Papa: appello a non cedere al “fascino dell'idolatria”

Ne abbiamo parlato la settimana scorsa, ora riprendiamo il tema perché è molto importante conoscere questo”. Così Papa Francesco ha introdotto oggi, parlando a braccio in Aula Paolo VI per la seconda udienza generale dopo la pausa di luglio, la catechesi sull'idolatria, in linea di continuità con quella della scorsa settimana. La riflessione del Santo Padre è partita dall'idolo per eccellenza, il vitello d'oro, di cui si parla nel Libro dell'Esodo.

La religione fai-da-te

Il deserto è un’immagine della vita umana, la cui condizione è incerta e non possiede garanzie inviolabili”, ha proseguito Francesco: “Questa insicurezza genera nell’uomo ansie primarie, che Gesù menziona nel Vangelo: ‘Che cosa mangeremo? Che cosa berremo? Che cosa indosseremo?'”. E in quel deserto – ha proseguito – “accade qualcosa che innesca l’idolatria, perché Mosè, che era salito sul monte tardava a scendere dal monte”. “È rimasto lì 40 giorni e la gente si è spazientita”. Papa Bergoglio spiega che mancando Mosè, cioè “il capo, la guida rassicurante”, “il punto di riferimento”, la condizione del popolo “diventa insostenibile”. Ne consegue la richiesta ad Aronne: “'Fa’ per noi un dio che cammini alla nostra testa!’. Facci un capo, facci un leader”. Così nasce una religione “fai-da-te”, in quanto – ha ammonito il Papa – “se Dio non si fa vedere, ci facciamo un dio su misura”.

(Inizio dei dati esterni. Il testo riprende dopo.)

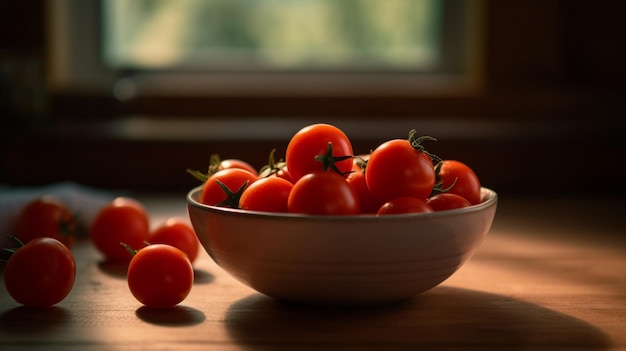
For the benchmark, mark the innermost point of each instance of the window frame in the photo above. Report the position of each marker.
(76, 66)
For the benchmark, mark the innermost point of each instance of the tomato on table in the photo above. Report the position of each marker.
(323, 193)
(458, 178)
(160, 275)
(404, 204)
(400, 167)
(46, 216)
(179, 233)
(308, 151)
(267, 194)
(123, 220)
(41, 273)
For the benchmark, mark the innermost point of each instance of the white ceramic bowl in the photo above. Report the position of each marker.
(360, 259)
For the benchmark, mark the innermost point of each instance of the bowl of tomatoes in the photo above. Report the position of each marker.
(312, 237)
(354, 259)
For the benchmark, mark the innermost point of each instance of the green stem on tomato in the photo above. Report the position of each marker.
(329, 161)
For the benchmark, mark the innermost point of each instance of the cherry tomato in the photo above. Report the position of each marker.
(123, 220)
(178, 233)
(46, 216)
(160, 275)
(40, 273)
(235, 180)
(447, 201)
(460, 179)
(236, 163)
(313, 141)
(396, 169)
(323, 193)
(405, 204)
(367, 201)
(284, 174)
(267, 194)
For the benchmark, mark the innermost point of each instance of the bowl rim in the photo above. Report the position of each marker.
(489, 196)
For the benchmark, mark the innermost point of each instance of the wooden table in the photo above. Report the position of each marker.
(551, 274)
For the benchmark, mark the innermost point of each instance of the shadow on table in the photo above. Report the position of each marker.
(33, 320)
(442, 318)
(177, 316)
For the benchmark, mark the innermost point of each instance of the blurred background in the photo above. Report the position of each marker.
(128, 94)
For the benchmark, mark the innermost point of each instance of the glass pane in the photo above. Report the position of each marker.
(219, 35)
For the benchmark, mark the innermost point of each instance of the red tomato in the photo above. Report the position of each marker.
(367, 202)
(40, 273)
(234, 179)
(123, 220)
(323, 193)
(267, 194)
(397, 169)
(160, 275)
(313, 141)
(236, 163)
(46, 216)
(460, 179)
(447, 201)
(284, 174)
(178, 233)
(405, 204)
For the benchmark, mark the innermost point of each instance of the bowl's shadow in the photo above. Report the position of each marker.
(442, 318)
(23, 320)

“Dio toglie l'Egitto che portiamo dentro”

La deriva verso l'idolatria riguarda anche noi. Essa – ha spiegato il Pontefice – “nasce dall’incapacità di confidare soprattutto in Dio, di riporre in Lui le nostre sicurezze, di lasciare che sia Lui a dare vera profondità ai desideri del nostro cuore. Questo permette di sostenere anche la debolezza, l’incertezza e la precarietà”. Perché “senza primato di Dio si cade facilmente nell’idolatria e ci si accontenta di misere rassicurazioni”. Segni di “amore e potenza” sono serviti a Dio per liberare il popolo dall'Egitto, dunque – la riflessione di Francesco – “non è costato tanto lavoro”, ma – ha aggiunto – “il grande lavoro di Dio è stato togliere l’Egitto dal cuore del popolo, cioè togliere l’idolatria dal cuore del popolo. E ancora Dio continua a togliere l’idolatria dal cuore del popolo. È il grande lavoro di Dio: togliere l’Egitto che portiamo dentro, è il fascino dell’idolatria”.

Gli idoli di oggi

Ma quali sono i grandi idoli di oggi? Quelli di sempre: “Successo, potere e denaro”, ha ripetuto il Papa. Il suo appello, invece, è ad “accettare la propria fragilità e rifiutare gli idoli del nostro cuore”. Del resto – ha detto ancora – “quando si accoglie il Dio di Gesù Cristo, che da ricco si è fatto povero per noi, si scopre che riconoscere la propria debolezza non è la disgrazia della vita umana, ma è la condizione per aprirsi a colui che è veramente forte”. Allora – ha sottolineato – “per la porta della debolezza entra la salvezza di Dio; è in forza della propria insufficienza che l’uomo si apre alla paternità di Dio. La libertà dell’uomo nasce dal lasciare che il vero Dio sia l’unico Signore. E questo permette di accettare la propria fragilità e rifiutare gli idoli del nostro cuore”. Francesco ha portato l'esempio di Cristo crocifisso, verso cui volgiamo lo sguardo, “che è debole, disprezzato e spogliato di ogni possesso”. Tuttavia, “in lui si rivela il volto del Dio vero, la gloria dell’amore e non quella dell’inganno luccicante”. “Lui viene a rivelarci la paternità di Dio; in Cristo la nostra fragilità non è più una maledizione, ma luogo di incontro con il Padre e sorgente di una nuova forza dall’alto”, ha concluso il Santo Padre.